Roco updates turnouts with revised frog design and wiring support
Roco revised three popular turnouts on May 14, adding a new frog design, new wheel guides and pre-installed polarity to cut derailments and wiring hassle.

Roco took aim at one of the most failure-prone parts of a layout on May 14, revising three popular turnouts with a new frog design, revised wheel guides and pre-installed frog polarisation. For operators, that is the kind of upgrade that matters far more than a cosmetic refresh because it goes straight to the spot where short-wheelbase locomotives, shunters and fine-detail stock most often stumble, hesitate or lose pickup.
The updated range sits in Roco’s H0 Roco Line family and the company has applied the same engineering language across multiple listings. The revised turnout left Wl10, item 42582, and turnout right Wr10, item 42583, are both 345 mm long with a 10-degree branch angle and a 1,946 mm branch radius. The curved turnout left BWI2/3, item 42560, and curved turnout right BWr2/3, item 42561, use a 30-degree arc angle and a 358 mm radius.

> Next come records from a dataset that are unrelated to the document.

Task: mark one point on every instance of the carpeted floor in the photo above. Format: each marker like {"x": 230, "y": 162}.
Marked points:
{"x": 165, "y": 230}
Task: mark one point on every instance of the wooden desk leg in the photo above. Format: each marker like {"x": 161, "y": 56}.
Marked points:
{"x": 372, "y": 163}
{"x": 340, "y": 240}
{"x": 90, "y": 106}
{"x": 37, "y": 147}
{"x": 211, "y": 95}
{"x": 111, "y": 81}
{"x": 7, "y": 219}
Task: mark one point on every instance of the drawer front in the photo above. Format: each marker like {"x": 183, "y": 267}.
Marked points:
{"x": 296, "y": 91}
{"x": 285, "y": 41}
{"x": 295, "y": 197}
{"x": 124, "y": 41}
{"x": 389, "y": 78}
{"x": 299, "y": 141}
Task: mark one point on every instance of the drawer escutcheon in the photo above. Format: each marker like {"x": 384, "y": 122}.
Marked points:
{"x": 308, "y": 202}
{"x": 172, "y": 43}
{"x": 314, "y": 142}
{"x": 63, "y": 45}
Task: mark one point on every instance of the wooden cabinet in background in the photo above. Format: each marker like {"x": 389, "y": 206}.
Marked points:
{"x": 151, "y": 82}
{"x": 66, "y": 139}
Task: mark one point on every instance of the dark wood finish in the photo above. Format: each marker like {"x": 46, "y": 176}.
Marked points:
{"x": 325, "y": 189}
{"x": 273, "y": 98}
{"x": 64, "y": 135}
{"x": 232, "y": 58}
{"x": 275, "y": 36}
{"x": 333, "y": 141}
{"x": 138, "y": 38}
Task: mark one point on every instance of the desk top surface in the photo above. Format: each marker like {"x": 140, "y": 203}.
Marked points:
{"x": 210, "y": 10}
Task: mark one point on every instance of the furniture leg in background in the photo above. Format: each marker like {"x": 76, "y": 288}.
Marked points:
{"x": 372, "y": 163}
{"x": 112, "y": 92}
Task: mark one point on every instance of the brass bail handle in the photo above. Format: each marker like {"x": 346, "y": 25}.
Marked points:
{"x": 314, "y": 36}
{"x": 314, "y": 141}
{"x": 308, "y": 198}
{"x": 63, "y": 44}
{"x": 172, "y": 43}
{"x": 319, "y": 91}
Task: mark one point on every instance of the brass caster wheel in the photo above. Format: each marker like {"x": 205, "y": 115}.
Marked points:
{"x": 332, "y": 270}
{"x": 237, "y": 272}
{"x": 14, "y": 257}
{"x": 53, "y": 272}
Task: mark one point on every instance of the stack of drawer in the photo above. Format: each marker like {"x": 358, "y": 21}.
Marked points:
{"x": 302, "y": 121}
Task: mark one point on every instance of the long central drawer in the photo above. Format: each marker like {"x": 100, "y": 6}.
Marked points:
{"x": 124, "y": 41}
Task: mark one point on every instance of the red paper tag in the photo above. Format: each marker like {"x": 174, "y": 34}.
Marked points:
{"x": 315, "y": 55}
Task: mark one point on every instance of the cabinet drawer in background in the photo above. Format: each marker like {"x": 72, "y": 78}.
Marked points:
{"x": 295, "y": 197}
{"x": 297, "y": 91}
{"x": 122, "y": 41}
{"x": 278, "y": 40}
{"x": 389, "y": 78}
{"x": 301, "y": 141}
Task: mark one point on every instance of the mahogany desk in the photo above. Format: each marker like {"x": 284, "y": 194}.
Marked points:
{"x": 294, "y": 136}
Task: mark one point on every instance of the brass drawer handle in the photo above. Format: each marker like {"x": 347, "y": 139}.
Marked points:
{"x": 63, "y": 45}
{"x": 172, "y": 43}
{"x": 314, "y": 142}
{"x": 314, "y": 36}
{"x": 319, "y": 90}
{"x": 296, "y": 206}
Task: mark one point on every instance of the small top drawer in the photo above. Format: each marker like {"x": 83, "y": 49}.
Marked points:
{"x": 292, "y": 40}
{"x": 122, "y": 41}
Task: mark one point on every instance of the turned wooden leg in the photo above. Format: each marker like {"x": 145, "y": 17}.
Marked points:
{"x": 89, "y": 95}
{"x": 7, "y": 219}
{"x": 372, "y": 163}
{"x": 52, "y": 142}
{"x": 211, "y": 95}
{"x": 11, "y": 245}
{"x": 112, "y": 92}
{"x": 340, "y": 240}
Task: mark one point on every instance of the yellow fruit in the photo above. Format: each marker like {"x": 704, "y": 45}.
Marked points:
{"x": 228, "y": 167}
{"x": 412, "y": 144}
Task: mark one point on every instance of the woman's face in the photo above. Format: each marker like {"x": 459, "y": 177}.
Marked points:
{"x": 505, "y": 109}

Roco’s single slip turnout EKW10, item 42591, is also part of the refreshed line, measuring 345 mm long with a 10-degree crossing angle and a 959 mm branch radius.

Roco described the frog and wheel guide as completely revised, and said prototypical passage through the frog was possible on the new versions. It also specified that the groove width in the frog area conforms to NEM, a useful detail for anyone running mixed fleets or stock with less forgiving wheel standards. Gaugemaster’s turnout update note said the redesign was intended to improve reliability and running performance across a wider range of rolling stock, which is exactly the sort of change that shows up in everyday operation rather than in a static display case.
The wiring side of the story is just as practical. The revised turnouts come with pre-installed frog polarisation, so builders do not have to add extra switching, external contacts or aftermarket modifications to get dependable electrical continuity through the frog. That should make a real difference in slow-speed shunting, where a dead spot at the frog can stop a locomotive cold or trigger a frustrating short. For existing Roco users, the revisions sharpen the case for replacing older pointwork during a rebuild or new yard project, especially if the layout relies on compact geometry and low-speed switching.

Roco’s own product pages also show that this is not a one-off tweak. Some revised items carry previous item numbers, including 42493 for the EKW10 and 42568 for the curved turnout left BWl9/10, pointing to a broader update rather than a single isolated part. For anyone planning a new layout, the message is blunt: better running and simpler wiring at the turnouts can remove the exact headaches that usually make the busiest part of the railway the least reliable.